In 1923, Singh contributed with immense participation in the Kar Seva (literally "service with hands") of Harmandir Sahib. Considering the service and education of the Giani, Shiromani Gurdwara Parbandhak Committee (SGPC) employed him as a priest. Soon after he joined, the East India Company declared that the SGPC was against the law. The government arrested various SGPC workers including Singh and imprisoned them at Jhang and Multan. During the one and half years of imprisonment, the Giani managed to learn multiple languages such as English, Urdu, Persian and Hindi.

== Works ==
- Zaat Paat te Chhoot Chhaat, 1933
- Gurmat Lecture, 1944
- Itihasic Lecture Do Bhaag, 1945
- Sadha Desh Te Usdian Smasiawan, 1945
- Bhagat Darshan, 1945
- Gurmat Philosophy, 1946
- Sansaar Da Dharmic Itihas, 1948
- Kudrat De Chamatkaar, 1947
- Pakistani Ghalughara, 1948
- Akali Lahir Da Ithas, 1951
- Baba Khuda Singh, 1962
- Baba Bir Singh Naurangabad, 1962
- Takhtan Bare Vichar, 1966
- Nakli Nirankari, 1967
- Shaheed Darshan Singh Pheruma, 1968
- Radha Swami Mat Darpan, 1969
- Gurbani Es Jag Meh Chanan, 1975
- Kuka Guru Dum, 1972
- Mahabali Guru Gobind Singh, 1974
- Hind Di Chadar Guru Tegh Bahadar, 1975
- Akali Lahir De Mahaan Neta, 1976
- Amritsar Sifti Da Ghar, 1977

== Jathedar of Akal Takht ==
The inauguration of Singh as the first vice Jathedar of Akal Takht took place on 19 December 1937. He served alongside Mohan Singh Nagoke up to 1948 and later served as the Jathedar of Akal Takht from 1952 to 15 February 1955. He resign due to political difference with Master Tara Singh.

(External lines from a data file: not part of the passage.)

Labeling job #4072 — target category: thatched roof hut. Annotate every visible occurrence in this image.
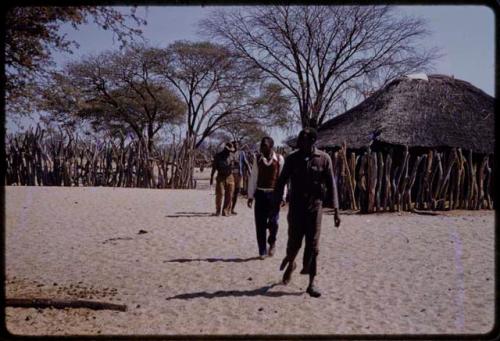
[318,75,495,154]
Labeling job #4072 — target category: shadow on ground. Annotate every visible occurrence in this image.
[163,257,259,263]
[165,212,213,218]
[166,283,304,301]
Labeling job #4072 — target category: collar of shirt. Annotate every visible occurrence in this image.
[261,150,279,165]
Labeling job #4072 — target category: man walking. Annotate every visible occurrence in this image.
[273,128,340,297]
[247,136,285,259]
[231,141,250,214]
[210,142,235,216]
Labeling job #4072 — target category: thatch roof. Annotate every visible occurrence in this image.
[318,75,495,154]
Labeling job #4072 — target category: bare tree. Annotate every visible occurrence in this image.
[152,42,253,148]
[200,6,438,127]
[40,45,185,153]
[148,41,288,187]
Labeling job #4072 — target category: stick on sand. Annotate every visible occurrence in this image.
[5,298,127,311]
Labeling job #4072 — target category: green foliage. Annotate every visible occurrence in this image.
[4,6,145,114]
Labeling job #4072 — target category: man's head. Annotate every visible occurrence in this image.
[260,136,274,156]
[297,128,318,153]
[224,142,236,153]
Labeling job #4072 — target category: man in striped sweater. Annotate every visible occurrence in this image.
[247,136,286,259]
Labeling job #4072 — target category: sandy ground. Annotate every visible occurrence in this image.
[5,173,494,335]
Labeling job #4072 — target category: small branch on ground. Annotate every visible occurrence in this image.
[5,298,127,311]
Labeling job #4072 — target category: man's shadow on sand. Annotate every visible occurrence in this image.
[167,283,304,301]
[163,257,259,263]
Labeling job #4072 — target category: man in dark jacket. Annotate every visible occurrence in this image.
[210,142,235,216]
[273,128,340,297]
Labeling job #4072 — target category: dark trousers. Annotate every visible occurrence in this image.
[286,200,323,276]
[254,190,279,255]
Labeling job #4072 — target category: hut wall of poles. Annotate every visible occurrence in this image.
[330,143,494,213]
[4,127,203,188]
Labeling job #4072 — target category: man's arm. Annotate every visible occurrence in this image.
[248,157,259,200]
[325,155,340,227]
[325,155,339,209]
[210,158,216,186]
[278,154,288,202]
[241,151,252,174]
[273,157,292,211]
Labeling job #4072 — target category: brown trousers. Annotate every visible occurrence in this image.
[286,200,323,276]
[215,174,234,215]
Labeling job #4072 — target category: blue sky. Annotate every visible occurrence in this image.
[8,6,495,141]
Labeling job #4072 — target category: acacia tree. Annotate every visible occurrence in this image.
[3,6,146,114]
[149,41,288,187]
[200,6,438,127]
[39,44,185,153]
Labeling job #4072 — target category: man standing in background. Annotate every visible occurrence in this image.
[231,141,250,215]
[247,136,285,259]
[210,142,235,216]
[273,128,340,297]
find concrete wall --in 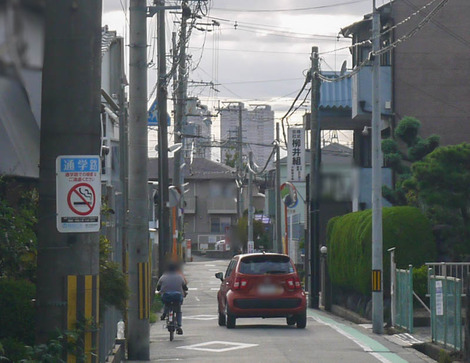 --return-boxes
[392,0,470,145]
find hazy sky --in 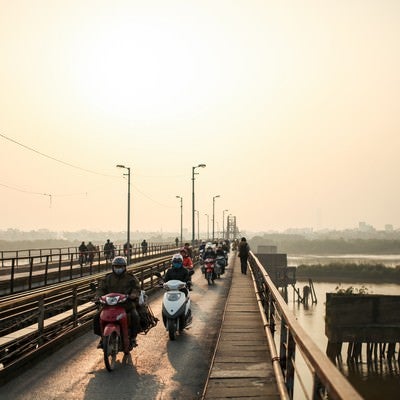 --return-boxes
[0,0,400,231]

== Family and personal life ==
In 1918, Singh married Shaant Kaur, daughter of Mangal Singh. The couple had six children.

== Death ==
According to a report by The Times of India, former Giani Partap Singh, who served as Jathedar of the Akal Takht from 1952 to 1954, was gunned down by terrorists in 1984. No one was identified. His death while reporting on a later incident in which gunmen fired at his house in Kot Atma Ram, Sultanwind Road, Amritsar. It notes his earlier service as Assistant Jathedar (1938–1948) and confirms that he was killed in 1984 during the period of violence in Punjab. As per one claim, he was assassinated by Jarnail Singh Bhindranwale's companion Daya Singh in Amritsar, Punjab, India for criticising the occupation of the Akal Takht of the Golden temple by Bhindranwale and his corhorts. He described this occupation as sacrilegious to the Sikh faith.